Since my last post things have gone down hill AGAIN for us!!
On April 9 at about 7:00pm we had a home invasion. Two males smashed their way into our home and attacked myself, my son & his friend. I felt so damn helpless not being able to help defend my son. I was so mad that I didn't grab something to defend ourselves with. It just all happened so fast and before I knew it I was on the phone with 911 screaming for someone to help us. Mean while these guys had my son cornered and were just beating on him. I was terrified that they would kill him. I felt sick to my stomach, raged and panicked all at the same time. Once they left I could start to feel the burn on my arms and head from the one guy punching me over and over. I ran over to my son to check on him and he was hurt bad ... but so upset that they had also hurt me. The kitchen was a mess from the whole situation ... my sons head had gone through one of the windows, so there was glass all over too. I was shaking so bad it was all I could do to stand up. After ALL that we've been through I thought that I would have been able to handle something like this better .... but I fell apart.
Every sound was making both of us react and jump. I couldn't sleep, was scared to close my eyes. I felt like they were coming back for us because I had called the cops and one of them had dropped their phone. My son had begged the cops to have a car posted outside our place until they find the two guys, but they couldn't do that due to lack of man power. My son began walking around the house with his baseball bat for protection, kept checking the door over n over to make sure it was locked and was looking out the windows all the time. We had some of his friends stay with us for a few days until we felt a bit calmer to be alone. I went through days of intense RAGE. I beat on my bed, cried, screamed into my pillow constantly ... I just felt SO violated by the attack!!
Today ... I pretty much feel the same, as does my son. Both of us have SO VERY MUCH anger inside. I'm have tried to talk to someone about my feelings .... not doing well with that so far. My son .... WILL NOT talk to anyone except me and his friends about it. This whole situation has re-traumatised us even worse!!
Now, my car is not running well too! Another stressor that I do not need right now!

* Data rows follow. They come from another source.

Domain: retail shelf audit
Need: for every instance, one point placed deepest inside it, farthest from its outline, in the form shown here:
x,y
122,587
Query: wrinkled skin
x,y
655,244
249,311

When I wake up in the morning I think "why" .... I don't feel like I have any reason to get out of bed. I HATE to wake each morning .... the days go one forever. I feel trapped in my world of being alone ... I feel like there isn't one person around me that "really gets" how I am feeling. The only one that mirrors back to me what I feel is my son. We have dreams of killing these guys ... dreams of them killing US ..... The thoughts are constant!! I get mad when my friend tells me that I need to snap outta it .... HOW ..... WTF ..... I've got no money to do anything or go any where. Car not running well. No family "around"! My friend lives 4 hours away too! I feel so damn lonely and angry that I hurt inside physically. I've been thinking about ways to escape these feelings .... get lost in booze, drugs ..... the streets ....... I don't know. All I do know is that, I can not keep going on feeling like this and continue to want to be alive! I want this hurt ... pain .... to STOP!!